Далее в статье подробно описывались трудовые будни палача в юбке. Вот некоторые фрагменты из протокола допроса: «”Я не знала тех, кого расстреливаю. Они меня не знали. Поэтому стыдно мне перед ними не было. Бывало, выстрелишь, подойдешь ближе, а кое-кто еще дергается. Тогда снова стреляла в голову, чтобы человек не мучился.»
И так – 1500 человек – партизан, малышей женщин, стариков.
…”Все приговоренные к смерти были для меня одинаковые. Менялось только их количество. Обычно мне приказывали расстрелять группу из 27 человек – столько партизан вмещала в себя камера. Я расстреливала примерно в 500 метрах от тюрьмы у какой-то ямы. Арестованных ставили цепочкой лицом к яме. На место расстрела кто-то из мужчин выкатывал мой пулемет. По команде начальства я становилась на колени и стреляла по людям до тех пор, пока замертво не падали все…”
В нашей газете всех этих ужасов было опубликовано в десятки раз больше. Тридцать лет прошло, но до сих пор не могу сформулировать четко назначение этой публикации. Наверное, это было бы легко сделать, если понять причину, по которой девушка – будущая мать стала олицетворением смерти.
Нет ответа и сейчас, после внимательного просмотра всех 10 серий фильма «Палач» на первом канале. Более того, эти ежедневные лошадиные дозы информационного негатива, которые вливает в нас Донбасс, Париж, Ближний Восток, Казань – брошенными в подъездах детьми, Малахов – постоянными воплями беременных малолеток, обращения к людям добрым скинуться на лечение малюток, акции типа «Помоги собраться в школу» и прочее садо-домогательство вызывают в сознании клонирование этих «не женских лиц» причем уже не с вопросительным, а с восклицательным знаком. Например: «У беды не женское лицо!», «У суда не женское лицо!», «У тюрьмы…!», У армии…!», «У Госдумы…!», «У коррупции…!» , «У мэрии…!»
Эти ощущения проживания в атмосфере равнодушия, жестокости сегодняшнего дня конечно же не сравнимы с ужасами войны, которые пришлось пережить Тоньке-пулеметчице. Но так же, как и на войне, негатив вытравляет из поведенческой культуры человека все добрые чувства. Остаются и развиваются самые необходимые для физического выживания – для многих – и процветания – для избранных, а они отнюдь не из списка христианских заповедей. Самое страшное, что человек всегда находит благородное оправдание своим античеловечным действиям. Чапаевская Анка-пулеметчица, косившая из «Максима» шеренги каппелевцев – герой, она убивала сознательно, борясь за свой классовый интерес. Украинская летчица, Надежда Савченко, она ведь тоже считает себя героем, потому что воюет за свою страну. А вот Тонька-пулеметчица – не герой. Даже для фашистов она – палач, чернорабочий фабрики смерти. Но и у этого создания есть, оказывается, самозащита, на современном языке она выражается очень буднично: такая работа. И Тонька, это омерзительное существо, в контексте сегодняшнего дня могла бы спросить нас: а чем я хуже добровольцев в окопах Донбасса, наемников?

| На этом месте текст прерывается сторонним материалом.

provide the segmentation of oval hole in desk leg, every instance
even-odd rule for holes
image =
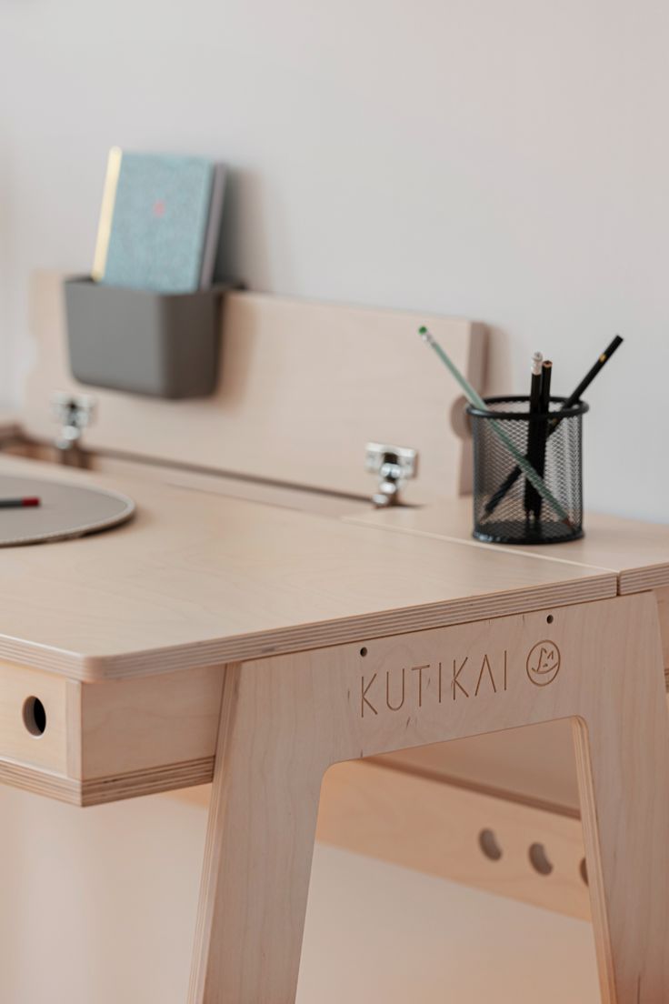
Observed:
[[[39,739],[46,731],[46,709],[38,697],[23,702],[23,724],[31,736]]]
[[[533,843],[530,847],[530,863],[540,875],[550,875],[553,871],[553,865],[543,843]]]
[[[501,847],[491,829],[481,829],[478,834],[478,846],[491,861],[498,861],[501,857]]]

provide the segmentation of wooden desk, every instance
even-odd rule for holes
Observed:
[[[669,838],[669,737],[652,595],[618,596],[596,564],[114,486],[139,507],[127,527],[2,553],[0,772],[92,803],[214,768],[192,1004],[293,999],[332,763],[564,718],[603,999],[666,998],[669,863],[653,849]],[[39,736],[22,720],[32,698]]]

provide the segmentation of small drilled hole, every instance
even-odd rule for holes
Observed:
[[[23,704],[23,724],[31,736],[42,736],[46,730],[46,709],[38,697],[29,697]]]
[[[553,865],[549,860],[543,843],[533,843],[531,846],[530,863],[535,871],[539,871],[540,875],[550,875],[553,871]]]
[[[478,834],[478,846],[491,861],[498,861],[501,857],[501,847],[491,829],[481,829]]]

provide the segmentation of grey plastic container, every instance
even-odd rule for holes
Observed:
[[[72,375],[153,398],[206,398],[218,382],[221,300],[230,285],[154,293],[66,279]]]

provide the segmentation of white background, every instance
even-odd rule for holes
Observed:
[[[504,391],[623,333],[587,501],[669,518],[663,0],[0,0],[0,401],[31,269],[89,268],[108,148],[212,155],[252,288],[483,320]]]

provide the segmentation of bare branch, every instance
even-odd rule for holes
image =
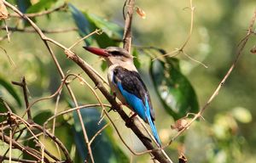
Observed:
[[[35,33],[36,31],[34,29],[30,28],[19,28],[19,27],[7,27],[9,31],[19,31],[19,32],[27,32],[27,33]],[[1,30],[6,30],[5,27],[2,27]],[[78,28],[72,27],[72,28],[66,28],[66,29],[56,29],[56,30],[41,30],[43,33],[63,33],[63,32],[69,32],[69,31],[76,31]]]
[[[213,92],[212,95],[210,97],[210,98],[208,99],[208,101],[207,102],[207,104],[201,109],[201,110],[195,115],[195,117],[179,132],[177,133],[177,135],[175,135],[172,140],[165,146],[163,147],[163,149],[166,148],[167,146],[169,146],[178,136],[180,136],[185,130],[187,130],[191,124],[197,120],[198,118],[201,117],[203,112],[205,111],[205,110],[210,105],[210,104],[212,103],[212,101],[218,96],[220,89],[222,88],[222,87],[224,86],[224,84],[225,83],[226,80],[228,79],[228,77],[230,76],[231,72],[233,71],[234,68],[236,67],[239,58],[241,56],[241,52],[245,48],[245,45],[247,44],[249,37],[253,34],[253,25],[256,20],[256,10],[254,11],[254,14],[250,21],[250,25],[247,30],[247,35],[244,37],[244,38],[242,39],[242,41],[241,42],[240,46],[238,47],[238,51],[236,53],[236,56],[234,59],[233,64],[231,65],[230,68],[228,70],[226,75],[224,76],[224,78],[221,80],[220,83],[218,84],[218,86],[217,87],[217,88],[215,89],[215,91]]]
[[[127,3],[128,2],[128,3]],[[123,48],[128,52],[131,51],[131,21],[134,10],[135,0],[126,0],[124,8],[126,6],[128,8],[127,14],[125,17],[125,25],[123,37]]]

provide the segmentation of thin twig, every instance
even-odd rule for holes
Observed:
[[[32,26],[37,31],[38,34],[40,36],[41,39],[46,44],[47,41],[51,41],[52,42],[54,42],[55,45],[61,46],[64,50],[67,50],[67,48],[61,45],[61,43],[54,41],[53,39],[49,39],[44,34],[40,31],[40,29],[37,26],[37,25],[32,21],[29,18],[27,18],[26,15],[24,15],[22,13],[20,13],[15,6],[11,5],[10,3],[7,3],[4,1],[4,4],[19,14],[20,16],[22,16],[23,19],[28,20],[28,22],[32,25]],[[131,45],[131,43],[128,43]],[[47,44],[48,45],[48,44]],[[112,96],[109,92],[105,88],[105,87],[102,85],[101,79],[99,76],[91,70],[90,66],[88,66],[87,63],[84,62],[83,59],[81,59],[78,55],[76,55],[73,52],[69,51],[68,53],[66,53],[66,54],[69,57],[69,59],[73,59],[75,63],[77,63],[84,70],[84,72],[89,76],[89,77],[94,82],[97,88],[102,93],[102,94],[106,97],[106,98],[111,103],[113,108],[118,111],[118,113],[120,115],[122,119],[125,121],[129,121],[129,116],[125,114],[124,110],[122,110],[121,107],[119,105],[119,104],[115,101],[115,98]],[[62,78],[64,78],[64,74],[61,75]],[[83,127],[83,126],[82,126]],[[159,150],[159,149],[154,149],[154,146],[152,143],[148,140],[145,139],[145,136],[143,133],[140,131],[140,129],[136,126],[134,122],[131,123],[130,127],[132,129],[132,131],[135,132],[135,134],[141,139],[143,143],[145,145],[145,147],[148,149],[153,149],[152,154],[154,155],[154,158],[158,160],[160,162],[170,162],[168,159],[166,158],[166,155]]]
[[[34,29],[30,28],[19,28],[19,27],[10,27],[8,26],[9,31],[19,31],[19,32],[27,32],[27,33],[35,33],[37,32]],[[5,30],[5,27],[2,27],[1,30]],[[41,30],[43,33],[64,33],[69,31],[76,31],[78,28],[66,28],[66,29],[56,29],[56,30]]]
[[[131,22],[132,22],[132,15],[134,10],[134,4],[135,0],[126,0],[125,5],[128,8],[127,14],[125,17],[125,25],[124,31],[124,37],[123,37],[123,48],[127,50],[128,52],[131,51]]]
[[[254,11],[254,14],[250,21],[250,25],[248,27],[248,31],[247,35],[244,37],[244,38],[242,39],[242,42],[241,42],[240,47],[238,48],[236,56],[234,59],[233,64],[231,65],[230,68],[228,70],[226,75],[224,76],[224,78],[221,80],[220,83],[218,84],[218,86],[217,87],[217,88],[215,89],[215,91],[213,92],[213,93],[212,94],[212,96],[210,97],[210,98],[207,100],[207,102],[206,103],[206,104],[201,109],[201,110],[195,115],[195,117],[180,131],[178,132],[172,138],[172,140],[165,146],[163,147],[163,149],[168,147],[169,145],[171,145],[171,143],[178,137],[180,136],[185,130],[187,130],[191,124],[197,120],[198,118],[202,116],[203,112],[205,111],[205,110],[210,105],[210,104],[212,103],[212,101],[218,96],[220,89],[222,88],[222,87],[224,86],[224,84],[225,83],[226,80],[228,79],[228,77],[230,76],[232,70],[234,70],[234,68],[236,67],[239,58],[241,56],[241,52],[245,48],[245,45],[247,44],[250,36],[252,36],[252,34],[253,34],[253,25],[256,20],[256,10]]]
[[[39,12],[39,13],[31,13],[31,14],[25,14],[26,16],[29,17],[29,18],[33,18],[33,17],[38,17],[38,16],[44,16],[44,15],[46,15],[46,14],[49,14],[53,12],[55,12],[55,11],[59,11],[61,9],[63,9],[67,7],[67,3],[64,3],[62,5],[59,6],[59,7],[56,7],[55,8],[50,8],[50,9],[48,9],[48,10],[45,10],[45,11],[42,11],[42,12]],[[9,14],[10,17],[17,17],[17,18],[20,18],[22,16],[20,16],[20,14]]]
[[[21,82],[12,82],[12,83],[22,87],[23,97],[24,97],[24,100],[25,100],[25,104],[26,104],[26,109],[27,109],[29,106],[29,102],[28,102],[27,88],[26,88],[25,76],[21,77]],[[28,118],[28,120],[32,121],[30,110],[27,110],[27,118]]]

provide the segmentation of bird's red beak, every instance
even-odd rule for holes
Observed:
[[[83,47],[85,50],[102,56],[102,57],[108,57],[109,53],[104,49],[104,48],[93,48],[93,47]]]

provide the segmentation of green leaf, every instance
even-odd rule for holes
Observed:
[[[16,93],[15,89],[13,87],[13,86],[7,82],[4,79],[0,77],[0,86],[3,87],[16,100],[17,104],[20,107],[21,106],[21,100]]]
[[[98,124],[99,120],[101,119],[101,114],[94,108],[87,108],[80,110],[80,111],[88,138],[90,139],[96,132],[106,124],[106,121],[102,121],[101,124]],[[85,159],[89,159],[88,150],[76,112],[74,112],[74,138],[76,145],[80,157],[84,160]],[[115,141],[113,140],[112,131],[109,128],[105,129],[99,134],[90,147],[95,162],[129,162],[127,156],[118,147]]]
[[[114,40],[122,39],[123,29],[119,25],[92,14],[84,13],[84,15],[91,25],[91,31],[101,29],[103,31],[102,35],[93,36],[99,47],[119,46],[119,43]]]
[[[83,37],[90,33],[93,30],[91,30],[91,25],[90,24],[84,14],[71,3],[68,3],[68,8],[71,11],[76,25],[79,28],[80,37]],[[84,40],[84,42],[87,46],[90,46],[92,43],[92,39],[91,37],[88,37]]]
[[[139,62],[138,52],[136,48],[133,49],[132,55],[134,56],[133,62],[137,68],[141,67],[141,63]]]
[[[57,0],[40,0],[38,3],[27,8],[26,13],[37,13],[49,8]]]
[[[150,66],[150,75],[166,110],[174,119],[199,111],[195,92],[181,73],[177,59],[169,58],[166,63],[154,61]]]
[[[251,112],[246,108],[236,107],[232,110],[232,115],[241,123],[249,123],[253,120]]]
[[[122,39],[123,28],[121,26],[93,14],[85,13],[85,16],[97,28],[102,30],[109,38]]]

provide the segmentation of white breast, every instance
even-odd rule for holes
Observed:
[[[112,90],[112,92],[113,92],[117,98],[123,103],[125,104],[126,101],[125,99],[125,98],[122,96],[122,93],[120,93],[120,91],[119,90],[119,88],[117,87],[117,86],[114,84],[113,81],[113,69],[118,66],[119,65],[113,65],[108,68],[108,83],[110,86],[110,88]]]

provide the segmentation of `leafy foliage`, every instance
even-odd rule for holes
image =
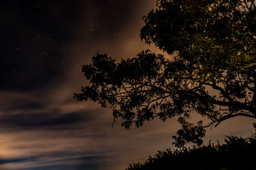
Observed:
[[[133,164],[127,170],[256,169],[255,152],[256,134],[246,139],[228,136],[223,145],[159,151],[143,164]]]
[[[161,0],[143,17],[141,38],[173,55],[148,50],[120,62],[97,53],[83,66],[90,85],[75,94],[113,109],[122,125],[178,116],[175,146],[200,145],[205,128],[256,118],[256,2]],[[209,122],[188,122],[198,113]]]

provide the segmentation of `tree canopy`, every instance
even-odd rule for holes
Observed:
[[[202,144],[205,127],[256,118],[256,2],[160,0],[140,36],[173,56],[142,51],[119,62],[97,53],[83,66],[90,85],[75,94],[112,108],[129,128],[179,117],[176,146]],[[189,122],[195,114],[209,122]]]

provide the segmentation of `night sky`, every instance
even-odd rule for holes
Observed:
[[[111,110],[79,103],[83,64],[97,52],[118,60],[142,50],[142,17],[156,0],[0,1],[0,169],[124,169],[175,148],[175,118],[129,130]],[[253,120],[209,129],[205,141],[248,136]]]

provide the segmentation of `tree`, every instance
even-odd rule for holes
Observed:
[[[200,145],[205,127],[256,118],[256,2],[161,0],[143,17],[141,38],[173,56],[142,51],[117,62],[97,53],[83,66],[90,85],[75,94],[113,109],[129,128],[178,116],[176,146]],[[203,124],[189,122],[198,113]]]

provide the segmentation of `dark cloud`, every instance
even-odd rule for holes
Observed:
[[[67,56],[68,44],[116,34],[134,1],[1,1],[0,90],[28,91],[57,81],[76,57]]]
[[[54,153],[47,153],[48,159],[42,160],[42,155],[34,157],[24,157],[19,158],[10,158],[0,159],[0,165],[6,164],[30,163],[29,168],[20,168],[19,169],[97,169],[104,166],[104,157],[103,156],[74,156],[74,154],[55,155]],[[67,155],[69,157],[67,157]],[[72,157],[73,156],[73,157]],[[50,159],[49,159],[50,158]],[[51,158],[56,158],[54,160]],[[38,166],[38,164],[44,164]]]
[[[5,164],[10,164],[10,163],[19,163],[19,162],[31,162],[31,161],[35,161],[36,160],[37,160],[37,157],[36,157],[0,159],[0,165]]]
[[[63,129],[63,126],[89,121],[88,115],[84,112],[61,113],[57,111],[2,114],[0,117],[0,127],[16,130],[59,127]]]

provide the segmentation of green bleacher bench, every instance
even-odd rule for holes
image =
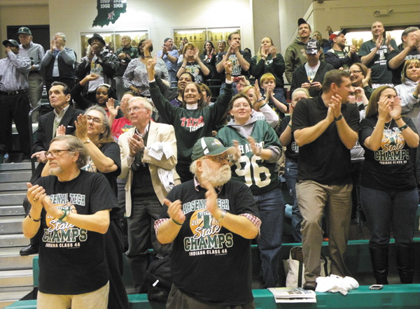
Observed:
[[[286,280],[284,269],[282,265],[282,259],[288,258],[290,250],[300,243],[284,243],[280,253],[280,265],[279,267],[279,282],[281,285],[284,285]],[[323,242],[322,250],[328,255],[328,242]],[[253,275],[258,276],[261,271],[261,263],[260,260],[258,246],[253,245],[251,250]],[[420,238],[414,238],[414,252],[416,257],[420,257]],[[390,243],[390,273],[397,273],[395,262],[395,241],[393,239]],[[372,278],[372,283],[374,283],[373,275],[372,275],[372,266],[370,264],[370,256],[369,254],[369,240],[350,240],[347,245],[347,255],[346,263],[350,271],[356,278],[358,274],[368,274]],[[420,259],[415,259],[414,261],[414,280],[419,282],[420,276]],[[38,287],[39,267],[38,265],[38,256],[34,257],[32,260],[34,273],[34,287]],[[417,279],[417,280],[416,280]],[[130,268],[125,259],[124,259],[124,276],[125,282],[131,281]],[[283,283],[282,283],[283,282]],[[366,284],[366,283],[365,283]],[[272,294],[266,289],[254,289],[253,293],[255,299],[256,308],[420,308],[420,284],[414,285],[390,285],[384,286],[380,291],[370,291],[368,285],[360,286],[358,289],[350,291],[349,294],[344,296],[340,294],[332,294],[331,293],[318,293],[318,302],[316,305],[312,304],[288,304],[276,305]],[[369,296],[368,296],[368,294]],[[158,303],[149,303],[146,294],[130,294],[128,296],[131,309],[164,308],[164,306]],[[366,297],[368,297],[366,298]],[[350,300],[350,301],[349,301]],[[413,305],[413,304],[415,304]],[[35,308],[36,301],[20,301],[6,307],[8,308]]]
[[[315,309],[315,308],[419,308],[420,285],[385,285],[379,291],[363,285],[349,291],[347,295],[340,293],[316,293],[316,303],[276,303],[273,295],[267,289],[253,290],[257,309]],[[146,294],[129,295],[130,309],[163,309],[164,304],[149,303]],[[6,307],[13,309],[34,309],[36,301],[20,301]]]

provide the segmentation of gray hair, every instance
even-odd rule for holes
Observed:
[[[153,111],[153,106],[152,106],[150,102],[146,98],[142,96],[134,96],[134,98],[131,98],[130,99],[128,104],[130,105],[130,103],[135,102],[136,101],[139,101],[141,103],[143,103],[144,108],[150,110],[150,115],[152,114],[152,112]]]
[[[417,30],[419,30],[419,27],[409,27],[408,28],[405,28],[401,34],[401,41],[402,41],[402,37],[408,36],[409,34],[416,31]]]
[[[81,168],[88,163],[88,152],[83,146],[83,143],[77,137],[72,135],[57,135],[50,142],[50,145],[57,141],[66,141],[69,151],[78,152],[79,156],[76,161],[78,167]]]
[[[197,160],[194,160],[192,161],[192,163],[191,163],[191,165],[190,165],[190,171],[194,174],[194,175],[197,175],[197,161],[200,160],[200,159],[197,159]]]

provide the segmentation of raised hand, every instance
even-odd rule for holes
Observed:
[[[389,106],[389,115],[392,117],[394,120],[401,117],[401,100],[399,96],[396,96],[393,99],[393,102],[391,102]]]
[[[38,185],[33,186],[31,182],[27,182],[27,187],[28,188],[27,192],[28,201],[36,212],[41,213],[43,208],[42,201],[47,196],[45,189]]]
[[[66,135],[66,127],[64,125],[58,126],[57,131],[55,131],[55,136]]]
[[[200,185],[207,190],[205,194],[206,207],[213,217],[216,215],[215,213],[218,209],[217,206],[217,193],[213,185],[206,179],[202,180]],[[216,216],[218,217],[218,216]]]
[[[117,117],[117,114],[118,113],[118,110],[120,109],[120,106],[115,106],[115,100],[113,98],[109,98],[106,101],[106,108],[108,108],[108,112],[109,113],[109,117],[112,118],[115,118]]]
[[[378,119],[386,121],[391,108],[391,100],[386,96],[382,97],[378,101]]]
[[[137,134],[128,138],[129,154],[131,157],[136,157],[136,154],[144,150],[144,142],[143,138]]]

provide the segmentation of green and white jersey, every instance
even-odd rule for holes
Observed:
[[[217,134],[218,138],[225,147],[233,146],[237,141],[241,156],[232,166],[232,177],[244,182],[253,194],[268,192],[279,186],[276,164],[281,154],[281,145],[274,130],[265,121],[257,120],[253,125],[251,136],[262,149],[271,148],[277,155],[275,160],[267,160],[253,154],[248,136],[244,136],[233,125],[227,124]],[[249,125],[247,124],[246,125]]]

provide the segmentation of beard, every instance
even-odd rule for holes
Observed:
[[[230,180],[232,172],[229,165],[223,165],[216,170],[211,168],[207,164],[203,164],[203,172],[201,176],[203,179],[209,180],[214,187],[218,187]]]

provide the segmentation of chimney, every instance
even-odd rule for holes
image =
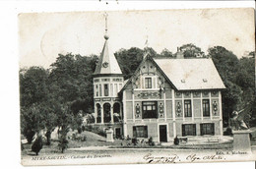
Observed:
[[[177,47],[176,59],[184,59],[183,51],[179,47]]]

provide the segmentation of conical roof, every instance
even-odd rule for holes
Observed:
[[[105,43],[94,75],[122,75],[114,54],[108,48],[108,36],[105,35],[104,38]]]

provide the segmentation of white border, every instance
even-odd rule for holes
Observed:
[[[17,15],[22,12],[67,12],[67,11],[101,11],[101,10],[143,10],[143,9],[192,9],[192,8],[255,8],[254,1],[211,1],[211,2],[109,2],[100,4],[85,1],[1,1],[0,2],[0,46],[1,46],[1,166],[8,168],[22,168],[20,164],[19,141],[19,76],[18,76],[18,21]],[[254,162],[211,163],[209,164],[177,164],[173,168],[195,167],[197,169],[216,168],[252,168]],[[62,166],[61,168],[71,168]],[[84,168],[85,166],[77,166]],[[98,166],[86,166],[87,168],[98,168]],[[120,165],[104,165],[103,168],[117,169]],[[122,168],[142,167],[142,165],[126,165]],[[144,165],[145,167],[145,165]],[[169,168],[169,165],[147,165],[147,168]],[[34,168],[34,167],[30,167]],[[40,167],[46,168],[46,167]],[[47,168],[57,168],[47,167]],[[59,167],[58,167],[59,168]],[[72,167],[73,168],[73,167]]]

Нет морали на фоне пулеметов. “Опозорили меня на старости лет, – жаловалась Антонина Макарова по вечерам, сидя в камере, своим тюремщицам. – Теперь после приговора придется из Лепеля уезжать, иначе каждый дурак станет в меня пальцем тыкать. Я думаю, что мне года три условно дадут. За что больше-то? Потом надо как-то заново жизнь устраивать. А сколько у вас в СИЗО зарплата, девчонки? Может, мне к вам устроиться – работа-то знакомая…”
Знакомые ведь нотки оправдания? Если Сердюкова, например, с Васильевой вспомнить. Да и у нас в Ульяновске таких героев хватает. Сколько их не с женским лицом, а в масках зайчиков.